Feeding Off the Church’s Resources: So many churches are weak and anemic because they have lost valuable resources-to ministries that were originally started to help the church! Valuable leaders, often the best, are recruited away from churches. Then those same leaders are sent back to the church to raise their financial support so they can serve in the parachurch ministry.
Feeding Off the Church’s Purposes: Often parachurches exist to fulfill the mission that was clearly given to the church. Whether it is evangelism and church planting or equipping and training leaders, the churches of America are forfeiting the role they should have, so other ministries, which are supposedly not the church, can step in the gap. The church has outsourced much of the work that she is called to do.

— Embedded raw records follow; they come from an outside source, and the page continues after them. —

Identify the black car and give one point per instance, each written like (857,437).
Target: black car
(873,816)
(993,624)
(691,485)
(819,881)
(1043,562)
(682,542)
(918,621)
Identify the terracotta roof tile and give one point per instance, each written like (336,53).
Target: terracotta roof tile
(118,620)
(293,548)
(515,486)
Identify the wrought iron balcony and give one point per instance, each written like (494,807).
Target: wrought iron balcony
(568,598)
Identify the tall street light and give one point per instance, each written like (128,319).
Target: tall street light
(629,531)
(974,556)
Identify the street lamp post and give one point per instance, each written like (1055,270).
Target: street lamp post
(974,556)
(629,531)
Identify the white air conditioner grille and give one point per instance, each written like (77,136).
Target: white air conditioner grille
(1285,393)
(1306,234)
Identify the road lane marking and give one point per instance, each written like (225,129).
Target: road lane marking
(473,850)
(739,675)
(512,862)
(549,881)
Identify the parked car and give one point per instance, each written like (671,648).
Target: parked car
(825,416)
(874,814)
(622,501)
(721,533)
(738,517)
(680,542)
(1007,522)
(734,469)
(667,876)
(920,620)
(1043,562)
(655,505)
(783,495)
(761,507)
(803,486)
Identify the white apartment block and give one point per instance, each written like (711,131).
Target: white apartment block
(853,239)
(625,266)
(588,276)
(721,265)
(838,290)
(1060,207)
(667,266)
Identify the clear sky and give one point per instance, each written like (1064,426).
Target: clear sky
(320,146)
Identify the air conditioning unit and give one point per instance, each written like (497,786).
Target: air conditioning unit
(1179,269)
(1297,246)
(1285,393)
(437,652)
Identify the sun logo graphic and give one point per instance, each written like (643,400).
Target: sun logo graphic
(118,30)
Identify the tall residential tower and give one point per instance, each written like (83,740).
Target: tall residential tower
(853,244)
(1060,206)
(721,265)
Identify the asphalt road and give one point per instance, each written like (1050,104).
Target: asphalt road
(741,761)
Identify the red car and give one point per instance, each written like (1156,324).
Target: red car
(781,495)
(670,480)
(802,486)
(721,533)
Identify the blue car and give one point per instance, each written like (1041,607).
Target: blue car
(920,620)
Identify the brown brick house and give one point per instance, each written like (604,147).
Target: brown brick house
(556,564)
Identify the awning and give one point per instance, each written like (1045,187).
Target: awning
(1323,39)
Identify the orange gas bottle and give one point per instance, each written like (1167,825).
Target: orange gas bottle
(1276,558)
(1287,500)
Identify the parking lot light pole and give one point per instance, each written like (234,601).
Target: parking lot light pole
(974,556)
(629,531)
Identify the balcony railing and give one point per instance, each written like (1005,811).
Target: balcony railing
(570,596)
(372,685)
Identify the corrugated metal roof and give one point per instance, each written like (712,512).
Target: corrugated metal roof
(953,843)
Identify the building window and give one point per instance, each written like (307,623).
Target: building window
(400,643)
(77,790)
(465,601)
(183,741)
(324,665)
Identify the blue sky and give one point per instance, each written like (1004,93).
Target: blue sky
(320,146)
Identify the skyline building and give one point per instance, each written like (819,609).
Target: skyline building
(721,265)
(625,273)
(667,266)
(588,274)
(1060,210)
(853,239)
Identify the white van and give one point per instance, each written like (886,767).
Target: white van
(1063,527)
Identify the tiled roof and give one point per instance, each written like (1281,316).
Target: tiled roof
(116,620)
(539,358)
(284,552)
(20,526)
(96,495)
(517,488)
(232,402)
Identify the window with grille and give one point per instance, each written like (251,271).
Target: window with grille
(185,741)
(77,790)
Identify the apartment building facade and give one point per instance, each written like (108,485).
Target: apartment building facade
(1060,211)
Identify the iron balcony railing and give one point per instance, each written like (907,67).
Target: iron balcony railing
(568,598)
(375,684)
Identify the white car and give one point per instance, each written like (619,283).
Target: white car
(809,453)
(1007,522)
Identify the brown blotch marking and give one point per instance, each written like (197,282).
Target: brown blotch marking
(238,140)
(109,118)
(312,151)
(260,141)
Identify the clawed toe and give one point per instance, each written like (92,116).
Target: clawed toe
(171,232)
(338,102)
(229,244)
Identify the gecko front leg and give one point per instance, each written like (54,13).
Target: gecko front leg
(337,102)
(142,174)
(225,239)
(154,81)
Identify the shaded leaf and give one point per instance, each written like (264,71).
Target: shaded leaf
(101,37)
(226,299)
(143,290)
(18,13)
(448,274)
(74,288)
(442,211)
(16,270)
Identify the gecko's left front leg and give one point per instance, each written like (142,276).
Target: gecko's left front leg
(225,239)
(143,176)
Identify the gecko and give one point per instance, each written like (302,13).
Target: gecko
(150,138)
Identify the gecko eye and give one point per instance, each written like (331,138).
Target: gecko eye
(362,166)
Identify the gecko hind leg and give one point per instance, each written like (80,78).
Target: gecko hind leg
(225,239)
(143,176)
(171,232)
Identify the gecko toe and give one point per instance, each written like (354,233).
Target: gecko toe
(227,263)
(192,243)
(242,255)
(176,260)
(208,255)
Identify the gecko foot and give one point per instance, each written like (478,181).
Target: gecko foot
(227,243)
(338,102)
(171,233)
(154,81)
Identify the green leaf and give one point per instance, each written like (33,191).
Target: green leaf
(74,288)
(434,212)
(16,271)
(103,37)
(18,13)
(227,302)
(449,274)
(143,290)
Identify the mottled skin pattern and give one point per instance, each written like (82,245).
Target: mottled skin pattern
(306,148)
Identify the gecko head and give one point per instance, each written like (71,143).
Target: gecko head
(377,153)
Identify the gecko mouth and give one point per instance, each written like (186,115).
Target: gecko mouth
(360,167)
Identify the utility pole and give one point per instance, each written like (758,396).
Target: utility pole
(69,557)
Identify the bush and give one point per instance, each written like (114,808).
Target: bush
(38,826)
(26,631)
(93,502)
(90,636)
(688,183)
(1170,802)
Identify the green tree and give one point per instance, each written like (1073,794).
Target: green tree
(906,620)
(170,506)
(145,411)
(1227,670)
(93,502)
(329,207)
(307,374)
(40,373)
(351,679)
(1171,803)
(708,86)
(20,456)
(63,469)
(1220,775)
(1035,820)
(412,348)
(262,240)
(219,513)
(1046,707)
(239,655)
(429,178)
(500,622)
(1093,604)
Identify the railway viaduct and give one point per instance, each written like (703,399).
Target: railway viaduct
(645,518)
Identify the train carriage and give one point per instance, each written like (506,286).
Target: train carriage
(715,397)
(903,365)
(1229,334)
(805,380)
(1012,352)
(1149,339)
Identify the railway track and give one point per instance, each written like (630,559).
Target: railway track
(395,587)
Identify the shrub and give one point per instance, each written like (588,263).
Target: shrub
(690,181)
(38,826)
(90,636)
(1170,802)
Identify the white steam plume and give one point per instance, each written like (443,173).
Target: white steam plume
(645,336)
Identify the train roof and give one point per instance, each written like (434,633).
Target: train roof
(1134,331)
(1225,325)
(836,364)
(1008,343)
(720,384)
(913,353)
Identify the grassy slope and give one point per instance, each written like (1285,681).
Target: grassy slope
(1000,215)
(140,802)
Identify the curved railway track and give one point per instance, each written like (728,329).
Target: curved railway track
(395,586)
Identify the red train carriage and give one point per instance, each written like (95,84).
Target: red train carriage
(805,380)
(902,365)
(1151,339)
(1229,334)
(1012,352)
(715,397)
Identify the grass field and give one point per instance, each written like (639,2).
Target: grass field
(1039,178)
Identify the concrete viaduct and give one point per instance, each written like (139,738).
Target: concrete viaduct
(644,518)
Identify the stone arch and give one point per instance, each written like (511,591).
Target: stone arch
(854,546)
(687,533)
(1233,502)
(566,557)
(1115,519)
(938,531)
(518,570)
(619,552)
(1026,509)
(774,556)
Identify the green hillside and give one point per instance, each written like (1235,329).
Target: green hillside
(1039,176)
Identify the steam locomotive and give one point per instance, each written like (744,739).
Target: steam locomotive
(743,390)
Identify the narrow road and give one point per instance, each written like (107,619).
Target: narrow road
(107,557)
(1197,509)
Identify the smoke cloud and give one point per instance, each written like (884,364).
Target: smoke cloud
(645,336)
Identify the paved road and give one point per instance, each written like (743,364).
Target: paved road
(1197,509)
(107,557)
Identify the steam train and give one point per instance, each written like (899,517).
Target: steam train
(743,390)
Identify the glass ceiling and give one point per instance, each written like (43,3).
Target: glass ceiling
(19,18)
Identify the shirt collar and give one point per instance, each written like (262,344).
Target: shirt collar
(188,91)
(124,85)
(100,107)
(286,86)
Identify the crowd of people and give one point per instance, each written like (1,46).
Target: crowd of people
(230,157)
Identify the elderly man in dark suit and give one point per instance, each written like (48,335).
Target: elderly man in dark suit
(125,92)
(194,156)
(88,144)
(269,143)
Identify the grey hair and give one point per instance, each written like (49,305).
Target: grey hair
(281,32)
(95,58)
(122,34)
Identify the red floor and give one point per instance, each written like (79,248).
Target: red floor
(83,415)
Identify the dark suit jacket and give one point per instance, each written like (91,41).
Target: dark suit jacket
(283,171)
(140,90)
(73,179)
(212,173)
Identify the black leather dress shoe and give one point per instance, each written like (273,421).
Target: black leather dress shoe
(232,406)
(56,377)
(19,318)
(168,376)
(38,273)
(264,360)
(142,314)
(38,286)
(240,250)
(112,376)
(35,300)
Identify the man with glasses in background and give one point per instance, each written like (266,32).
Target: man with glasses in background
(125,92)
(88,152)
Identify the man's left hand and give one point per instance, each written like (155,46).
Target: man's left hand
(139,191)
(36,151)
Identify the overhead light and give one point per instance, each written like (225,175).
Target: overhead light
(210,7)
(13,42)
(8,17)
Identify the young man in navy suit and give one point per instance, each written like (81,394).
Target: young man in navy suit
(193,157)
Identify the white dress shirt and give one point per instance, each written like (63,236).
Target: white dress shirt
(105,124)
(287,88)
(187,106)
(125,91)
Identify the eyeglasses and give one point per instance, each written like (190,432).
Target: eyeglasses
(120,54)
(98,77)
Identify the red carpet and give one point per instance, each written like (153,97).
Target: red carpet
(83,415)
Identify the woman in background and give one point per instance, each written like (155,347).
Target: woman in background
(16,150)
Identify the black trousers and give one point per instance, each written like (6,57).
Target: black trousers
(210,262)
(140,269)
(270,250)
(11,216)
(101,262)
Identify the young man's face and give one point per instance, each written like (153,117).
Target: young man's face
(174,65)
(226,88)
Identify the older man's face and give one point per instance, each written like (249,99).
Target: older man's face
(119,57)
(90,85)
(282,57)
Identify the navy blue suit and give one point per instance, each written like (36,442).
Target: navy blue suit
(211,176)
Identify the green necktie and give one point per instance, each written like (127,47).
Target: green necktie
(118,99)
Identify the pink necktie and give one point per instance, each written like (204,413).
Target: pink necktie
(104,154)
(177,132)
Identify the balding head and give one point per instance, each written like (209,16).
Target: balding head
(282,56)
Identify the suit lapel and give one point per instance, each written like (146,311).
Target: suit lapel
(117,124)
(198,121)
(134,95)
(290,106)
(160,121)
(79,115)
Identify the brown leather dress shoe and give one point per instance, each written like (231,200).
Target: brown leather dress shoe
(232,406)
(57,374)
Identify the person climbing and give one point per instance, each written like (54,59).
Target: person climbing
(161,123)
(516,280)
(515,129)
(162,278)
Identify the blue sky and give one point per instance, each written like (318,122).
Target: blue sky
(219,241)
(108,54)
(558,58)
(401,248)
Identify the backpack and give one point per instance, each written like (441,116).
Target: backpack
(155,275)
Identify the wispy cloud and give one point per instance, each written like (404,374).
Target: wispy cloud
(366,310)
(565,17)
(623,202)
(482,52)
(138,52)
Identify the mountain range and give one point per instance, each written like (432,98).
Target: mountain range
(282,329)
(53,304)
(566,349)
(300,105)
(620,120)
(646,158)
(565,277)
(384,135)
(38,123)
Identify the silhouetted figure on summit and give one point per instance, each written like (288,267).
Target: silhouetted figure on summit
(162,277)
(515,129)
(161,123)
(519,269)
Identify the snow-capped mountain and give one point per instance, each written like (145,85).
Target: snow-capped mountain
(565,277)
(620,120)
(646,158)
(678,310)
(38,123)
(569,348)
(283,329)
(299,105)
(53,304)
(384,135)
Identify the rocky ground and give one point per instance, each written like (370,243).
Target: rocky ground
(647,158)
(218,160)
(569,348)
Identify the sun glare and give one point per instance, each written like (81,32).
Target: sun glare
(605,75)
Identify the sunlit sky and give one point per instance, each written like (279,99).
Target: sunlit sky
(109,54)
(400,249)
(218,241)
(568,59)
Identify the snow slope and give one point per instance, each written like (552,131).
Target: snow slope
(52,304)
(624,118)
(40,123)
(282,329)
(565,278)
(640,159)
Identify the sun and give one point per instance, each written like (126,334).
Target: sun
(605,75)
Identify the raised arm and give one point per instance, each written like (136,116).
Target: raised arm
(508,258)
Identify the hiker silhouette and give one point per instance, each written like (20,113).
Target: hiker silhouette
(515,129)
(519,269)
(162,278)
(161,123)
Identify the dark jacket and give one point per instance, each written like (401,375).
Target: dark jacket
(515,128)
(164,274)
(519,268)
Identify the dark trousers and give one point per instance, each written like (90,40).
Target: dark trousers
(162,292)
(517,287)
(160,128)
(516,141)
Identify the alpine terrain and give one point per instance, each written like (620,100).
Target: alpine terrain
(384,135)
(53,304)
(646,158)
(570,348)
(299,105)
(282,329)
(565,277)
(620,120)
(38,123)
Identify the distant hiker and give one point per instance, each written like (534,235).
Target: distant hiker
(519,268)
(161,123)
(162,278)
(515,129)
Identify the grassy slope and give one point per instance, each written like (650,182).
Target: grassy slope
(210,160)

This is an unfortunate reality today. The church has become irrelevant and out of touch in our world, mostly because she has surrendered her God-given role in society and culture. Often the church is a feeble corporation incapable of contributing anything of substance to a lost world. In many cases, she has farmed out the most important tasks:
- Her leadership development has been assumed by colleges, seminaries, and Bible institutes.
- Her compassion and social justice have been given over to nonprofit charitable organizations.
- Her global mission has been relinquished to mission agencies and evangelistic ministries.
- Church government and decision making have often been forfeited to denominational offices.
- Her prophetic voice has been replaced by publishing houses, self-help gurus, and futurist authors.
- Her emotional and spiritual healing has been taken over by psychologists, psychiatrists, and family counseling services.
The essence of the church is lost when she farms out her responsibilities to other organizations. The world today looks at the church wondering what relevance she has. The only use they see for the church is performing the sacerdotal duties of preaching, marrying, burying, baptizing, and passing around wafers and grape juice. How sad! The church was once a catalyst for artistic expression, social change, and the founding of hospitals, schools, and missionary enterprise, but today she has settled for providing a one-hour-a-week worship concert, an offering plate, and a sermon.
Feeding Off the Church’s Experience: There are a growing number of experts on church health, growth, and multiplication that have not ever done any of the things they teach. Instead, they observe closely what others have done, write it out in a workbook, and offer seminars and consulting on how other churches can see the same success. In these cases, they use the fruit of a successful church or two to gain information that they can sell back to the rest of the churches. I know of some organizations whose leaders are supported as missionaries to do this work. So they double dip into the resources of the churches via financial support and the added cost of the seminar or consultation. This is parasitic. It is feeding off the church’s resources and experience and then selling it back to the church!
Neil Cole. Organic Leadership: Leading Naturally Right Where You Are (pp. 116-117). Kindle Edition.